From walking to the Roald Dahl Plass alongside the Cardiff Bay, watching the sunset atop the Cardiff Castle and trekking up a mountain after exploring Caerphilly; to scanning the streets of Exeter, and seeing my old Windows laptop’s wallpaper of the Stonehenge come alive in front of me in Wiltshire — I feel like I’ve finally been granted the wish I so longed for.
My visit to the Stonehenge is of particular highlight when I relay my feelings of awe through these experiences that define my time here. It was a dark, rainy day. Since the trip was already planned and paid for, there was no point in cancelling last minute because of bad weather. I was especially disappointed as I’d quite shamelessly always hoped to replicate the famous wallpaper photograph of the Stonehenge (a childhood craze, this one).
However, the drive there was so beautiful that I soon didn’t bother about the rain. The vast expanse of greenery was reflected through the rain splatters on my windscreen.
We were about 15 minutes away from the site when suddenly one of the students travelling with me in the bus spotted a rainbow. My heart skipped a beat. The view outside was spectacular. It was a dream.
The grass glowed under the soft beam of the sun as a faint rainbow peeped through the clouds.
By the time we walked upto the stones, the sky was a brisk blue and the sun shone bright and warm over the Neolithic monument. As the henges grew bigger in front of me, it became tougher to contain my excitement.
Here it was, in all its glory — the Stonehenge.

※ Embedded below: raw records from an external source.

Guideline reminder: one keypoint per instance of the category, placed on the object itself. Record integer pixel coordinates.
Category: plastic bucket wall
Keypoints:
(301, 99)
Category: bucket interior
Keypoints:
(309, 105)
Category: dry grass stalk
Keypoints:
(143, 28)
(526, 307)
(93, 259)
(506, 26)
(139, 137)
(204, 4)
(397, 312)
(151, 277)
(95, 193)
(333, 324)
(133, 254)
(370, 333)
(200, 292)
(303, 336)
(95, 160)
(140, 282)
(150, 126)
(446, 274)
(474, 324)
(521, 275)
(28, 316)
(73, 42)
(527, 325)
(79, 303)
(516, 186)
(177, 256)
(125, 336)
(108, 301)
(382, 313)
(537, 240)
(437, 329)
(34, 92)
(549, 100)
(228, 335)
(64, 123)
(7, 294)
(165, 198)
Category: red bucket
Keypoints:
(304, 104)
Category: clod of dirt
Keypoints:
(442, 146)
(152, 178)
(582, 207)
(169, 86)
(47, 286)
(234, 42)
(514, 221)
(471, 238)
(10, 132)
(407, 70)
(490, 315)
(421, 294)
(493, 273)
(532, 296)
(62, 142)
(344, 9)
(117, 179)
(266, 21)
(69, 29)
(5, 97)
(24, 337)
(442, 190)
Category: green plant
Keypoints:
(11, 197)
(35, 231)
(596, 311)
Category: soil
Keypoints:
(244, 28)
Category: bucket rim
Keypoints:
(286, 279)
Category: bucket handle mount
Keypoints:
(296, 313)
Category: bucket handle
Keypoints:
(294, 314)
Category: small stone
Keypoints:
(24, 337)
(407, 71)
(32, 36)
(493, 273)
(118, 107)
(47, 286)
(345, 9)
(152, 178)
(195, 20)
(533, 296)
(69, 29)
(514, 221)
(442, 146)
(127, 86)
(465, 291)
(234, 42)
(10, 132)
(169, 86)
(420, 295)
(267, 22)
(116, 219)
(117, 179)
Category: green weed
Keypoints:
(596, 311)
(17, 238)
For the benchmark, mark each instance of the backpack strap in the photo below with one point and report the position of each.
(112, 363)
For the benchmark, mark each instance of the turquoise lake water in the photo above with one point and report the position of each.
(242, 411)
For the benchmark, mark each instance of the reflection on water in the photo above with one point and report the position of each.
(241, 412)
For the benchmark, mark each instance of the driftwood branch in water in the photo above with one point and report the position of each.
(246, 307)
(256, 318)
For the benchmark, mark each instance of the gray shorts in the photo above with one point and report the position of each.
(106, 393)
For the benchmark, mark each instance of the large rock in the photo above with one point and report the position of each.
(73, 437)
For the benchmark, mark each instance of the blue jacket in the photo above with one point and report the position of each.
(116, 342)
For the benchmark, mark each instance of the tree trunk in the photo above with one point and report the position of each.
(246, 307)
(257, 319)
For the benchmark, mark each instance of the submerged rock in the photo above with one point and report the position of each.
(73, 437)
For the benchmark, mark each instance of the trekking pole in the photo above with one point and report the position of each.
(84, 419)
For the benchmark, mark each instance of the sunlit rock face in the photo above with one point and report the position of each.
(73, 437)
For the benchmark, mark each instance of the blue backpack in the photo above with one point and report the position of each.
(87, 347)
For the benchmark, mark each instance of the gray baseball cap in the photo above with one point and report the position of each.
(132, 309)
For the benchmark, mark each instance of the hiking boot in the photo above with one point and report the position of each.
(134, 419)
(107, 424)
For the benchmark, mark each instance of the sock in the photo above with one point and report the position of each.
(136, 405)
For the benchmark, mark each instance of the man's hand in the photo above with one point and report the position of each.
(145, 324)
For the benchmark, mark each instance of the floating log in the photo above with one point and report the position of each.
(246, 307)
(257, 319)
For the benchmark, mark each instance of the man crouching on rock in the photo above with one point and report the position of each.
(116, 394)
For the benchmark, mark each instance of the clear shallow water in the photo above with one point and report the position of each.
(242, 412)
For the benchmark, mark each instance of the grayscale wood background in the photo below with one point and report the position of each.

I’d been warned about being disappointed when I finally saw it, but that made no sense to me as I stood before this magnificent cultural icon. Of course, what followed was the unending clicking of my DSLR and the composition of various angles and frames. However, by the time I walked away from there I felt like a child who’d been handed her favourite candy; a feeling I fail to put in words but could simply sense deep inside of me. It wasn’t just about the Stonehenge. It was about the sudden realisation of this world of imagination that for years and years has existed inside my head.
The fact is that I have only ever thought of the UK in a literary context. I fancied Wales because I read How Green Was My Valley, I only ever heard about the Lake District thanks to Wordsworth’s poems I studied back in middle school, the whole idea of a Victorian London was embedded in my imagination through Dickens’ writings and through all I read while growing up — right from Enid Blyton to JK Rowling — there wasn’t ever a more beautiful a place I’d heard of than the UK.
Thus, so far, I’m simply glad to say that I’ve had a visual that finally substantiates my belief. This place is breathtaking, alluring and mesmerising and I don’t know if there’s really another way to say it without taking away the charm — it’s beautiful, that’s it!